Monday, April 30, 2007

Iraq worse than Vietnam?

How about these assessments of the Iraq war from some individuals more qualified than the Pilgrim to pass judgment?
President Bush recently said that "there's a lot of differences" between the current war in Iraq and the Vietnam War.

As fighting in Iraq enters its fifth year, an increasing number of experts in foreign policy and national strategy are arguing that the biggest difference may be that the Iraq war will inflict greater damage to U.S. interests than Vietnam did.

"In terms of the consequences of failure, the stakes are much bigger than Vietnam," said former defense secretary William S. Cohen. "The geopolitical consequences are . . . potentially global in scope."

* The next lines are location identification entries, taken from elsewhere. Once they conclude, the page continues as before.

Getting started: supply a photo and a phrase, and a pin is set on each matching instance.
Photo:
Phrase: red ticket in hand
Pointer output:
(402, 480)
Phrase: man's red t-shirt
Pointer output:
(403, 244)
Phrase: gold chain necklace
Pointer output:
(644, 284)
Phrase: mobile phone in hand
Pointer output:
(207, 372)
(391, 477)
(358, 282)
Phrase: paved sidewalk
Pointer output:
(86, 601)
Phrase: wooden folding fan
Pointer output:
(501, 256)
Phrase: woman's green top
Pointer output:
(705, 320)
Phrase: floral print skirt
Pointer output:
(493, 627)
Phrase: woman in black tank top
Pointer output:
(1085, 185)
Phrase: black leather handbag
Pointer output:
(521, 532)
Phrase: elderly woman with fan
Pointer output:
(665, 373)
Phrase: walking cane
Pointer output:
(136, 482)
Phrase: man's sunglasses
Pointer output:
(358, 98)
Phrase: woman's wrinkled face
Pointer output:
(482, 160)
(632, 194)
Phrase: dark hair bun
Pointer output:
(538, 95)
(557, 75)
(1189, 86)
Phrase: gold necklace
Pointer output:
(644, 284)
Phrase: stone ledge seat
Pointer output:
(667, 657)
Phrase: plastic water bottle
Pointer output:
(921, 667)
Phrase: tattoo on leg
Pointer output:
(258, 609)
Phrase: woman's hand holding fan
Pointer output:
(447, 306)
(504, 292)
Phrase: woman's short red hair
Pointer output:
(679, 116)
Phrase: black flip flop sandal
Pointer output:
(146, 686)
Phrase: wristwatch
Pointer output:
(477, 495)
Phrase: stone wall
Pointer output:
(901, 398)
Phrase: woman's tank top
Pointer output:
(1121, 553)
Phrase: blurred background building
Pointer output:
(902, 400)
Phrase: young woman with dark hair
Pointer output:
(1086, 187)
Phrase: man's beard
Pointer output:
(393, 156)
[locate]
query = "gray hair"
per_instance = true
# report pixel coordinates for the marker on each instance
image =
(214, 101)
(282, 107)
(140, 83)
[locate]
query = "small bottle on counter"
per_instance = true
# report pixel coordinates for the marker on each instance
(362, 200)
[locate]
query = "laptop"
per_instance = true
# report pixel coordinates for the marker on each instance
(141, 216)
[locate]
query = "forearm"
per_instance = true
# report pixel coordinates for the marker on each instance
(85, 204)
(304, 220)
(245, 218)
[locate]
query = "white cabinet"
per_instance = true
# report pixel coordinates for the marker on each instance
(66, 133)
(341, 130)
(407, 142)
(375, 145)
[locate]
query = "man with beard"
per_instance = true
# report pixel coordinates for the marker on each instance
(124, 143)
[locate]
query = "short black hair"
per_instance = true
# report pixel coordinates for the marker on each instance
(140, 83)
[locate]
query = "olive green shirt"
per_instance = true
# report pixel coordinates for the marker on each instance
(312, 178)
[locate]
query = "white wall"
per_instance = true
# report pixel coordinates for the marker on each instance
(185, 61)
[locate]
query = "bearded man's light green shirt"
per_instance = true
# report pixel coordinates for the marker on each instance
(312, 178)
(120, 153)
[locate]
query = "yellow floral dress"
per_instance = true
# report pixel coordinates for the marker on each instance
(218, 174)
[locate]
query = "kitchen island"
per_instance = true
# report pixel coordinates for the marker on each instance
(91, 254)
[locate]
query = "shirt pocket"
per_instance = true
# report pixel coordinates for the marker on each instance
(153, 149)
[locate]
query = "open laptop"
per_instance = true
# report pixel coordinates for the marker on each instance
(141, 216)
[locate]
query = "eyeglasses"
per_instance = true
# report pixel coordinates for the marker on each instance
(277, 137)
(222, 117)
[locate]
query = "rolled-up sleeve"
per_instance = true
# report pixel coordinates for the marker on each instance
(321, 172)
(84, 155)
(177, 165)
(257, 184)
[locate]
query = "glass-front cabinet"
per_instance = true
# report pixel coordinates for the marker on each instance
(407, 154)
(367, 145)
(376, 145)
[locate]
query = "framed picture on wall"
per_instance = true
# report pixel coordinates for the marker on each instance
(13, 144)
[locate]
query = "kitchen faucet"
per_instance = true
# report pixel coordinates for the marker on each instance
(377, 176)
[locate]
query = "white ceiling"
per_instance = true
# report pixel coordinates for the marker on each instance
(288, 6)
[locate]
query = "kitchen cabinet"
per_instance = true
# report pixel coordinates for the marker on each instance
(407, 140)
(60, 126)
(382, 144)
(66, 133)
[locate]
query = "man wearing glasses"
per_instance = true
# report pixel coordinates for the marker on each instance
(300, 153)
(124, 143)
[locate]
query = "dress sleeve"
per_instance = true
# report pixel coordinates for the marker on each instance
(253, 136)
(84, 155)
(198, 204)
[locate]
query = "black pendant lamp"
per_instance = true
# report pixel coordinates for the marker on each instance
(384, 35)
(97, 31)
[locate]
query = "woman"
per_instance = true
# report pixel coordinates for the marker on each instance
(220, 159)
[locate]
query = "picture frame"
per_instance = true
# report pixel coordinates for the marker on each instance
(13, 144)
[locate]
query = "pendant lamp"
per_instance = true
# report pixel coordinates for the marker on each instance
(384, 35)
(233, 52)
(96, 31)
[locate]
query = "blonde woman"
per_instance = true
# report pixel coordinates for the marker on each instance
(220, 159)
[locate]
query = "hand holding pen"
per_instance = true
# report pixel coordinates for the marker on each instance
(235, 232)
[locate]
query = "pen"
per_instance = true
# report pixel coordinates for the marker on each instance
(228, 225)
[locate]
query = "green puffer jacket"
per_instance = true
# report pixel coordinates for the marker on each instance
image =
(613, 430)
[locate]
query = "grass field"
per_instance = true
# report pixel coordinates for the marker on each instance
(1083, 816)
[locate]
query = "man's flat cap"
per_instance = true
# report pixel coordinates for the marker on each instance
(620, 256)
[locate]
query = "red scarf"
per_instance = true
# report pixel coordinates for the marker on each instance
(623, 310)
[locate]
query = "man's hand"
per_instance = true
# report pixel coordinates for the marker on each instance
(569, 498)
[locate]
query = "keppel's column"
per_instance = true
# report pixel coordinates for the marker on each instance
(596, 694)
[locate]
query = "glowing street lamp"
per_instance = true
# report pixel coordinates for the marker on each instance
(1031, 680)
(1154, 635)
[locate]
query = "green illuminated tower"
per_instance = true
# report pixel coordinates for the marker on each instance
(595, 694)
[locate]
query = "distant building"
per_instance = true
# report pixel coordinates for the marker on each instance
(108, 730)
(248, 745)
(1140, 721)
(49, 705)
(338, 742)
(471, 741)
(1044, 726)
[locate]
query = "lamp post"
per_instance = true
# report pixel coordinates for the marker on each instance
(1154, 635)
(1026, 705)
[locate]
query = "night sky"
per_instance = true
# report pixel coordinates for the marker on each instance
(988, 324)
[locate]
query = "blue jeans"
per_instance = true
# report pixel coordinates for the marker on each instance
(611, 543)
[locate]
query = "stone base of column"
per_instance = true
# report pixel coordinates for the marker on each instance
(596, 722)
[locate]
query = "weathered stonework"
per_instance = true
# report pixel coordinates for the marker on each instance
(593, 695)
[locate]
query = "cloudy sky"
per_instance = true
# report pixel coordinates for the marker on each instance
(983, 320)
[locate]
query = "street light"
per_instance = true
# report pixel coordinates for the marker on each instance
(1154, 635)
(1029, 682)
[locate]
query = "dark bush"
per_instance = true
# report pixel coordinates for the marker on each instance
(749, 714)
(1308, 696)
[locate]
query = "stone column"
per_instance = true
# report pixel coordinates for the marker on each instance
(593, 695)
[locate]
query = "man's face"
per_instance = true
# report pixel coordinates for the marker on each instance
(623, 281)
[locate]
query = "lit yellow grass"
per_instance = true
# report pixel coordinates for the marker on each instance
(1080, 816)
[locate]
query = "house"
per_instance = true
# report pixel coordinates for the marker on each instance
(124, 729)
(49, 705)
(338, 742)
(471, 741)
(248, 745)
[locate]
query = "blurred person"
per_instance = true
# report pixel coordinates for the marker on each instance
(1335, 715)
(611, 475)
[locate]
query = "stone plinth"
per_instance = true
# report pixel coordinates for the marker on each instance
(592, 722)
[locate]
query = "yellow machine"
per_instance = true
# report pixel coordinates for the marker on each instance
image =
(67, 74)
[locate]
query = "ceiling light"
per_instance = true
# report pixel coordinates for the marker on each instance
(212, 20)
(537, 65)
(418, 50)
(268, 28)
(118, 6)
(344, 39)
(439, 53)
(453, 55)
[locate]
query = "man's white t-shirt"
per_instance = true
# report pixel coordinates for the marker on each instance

"It makes Vietnam look like a cakewalk," said retired Air Force Gen. Charles F. Wald, a veteran of the Vietnam War.

Iraq is worse than Vietnam "in so many ways," agreed Andrew F. Krepinevich Jr., a retired Army officer and author of one of the most respected studies of the U.S. military's failure in Vietnam. "We knew what we were getting into in Vietnam. We didn't here."

Gary Solis, who fought as a Marine in Vietnam and more recently taught the law of war at the U.S. Military Academy at West Point, said he is hearing more such discussions. "Most of my military acquaintances agree that the issues in our departure from Vietnam will pale beside those that will be presented by an Iraq withdrawal," Solis said.

In addition, some experts say that the ethical burden of the Iraq war is heavier for Americans. "Vietnam had an ongoing civil war when the U.S. intervened, while Iraq's civil war did not begin until after the U.S. intervention," said a State Department official who served in Iraq and is not authorized to speak to the media. "This makes it much harder -- morally -- for us to extricate ourselves, at least from where I sit."
It has long been my contention that the Iraq war has hurt US interests and made us less- not more- safe.  President Bush has placed the US in a situation that has no good solution.  Someday I expect my history classes will learn about him in the same way they look at Johnson and McNamara in regards to the Vietnam war- as leaders who failed spectacularly and left their nation with problems from which it would take years to recover.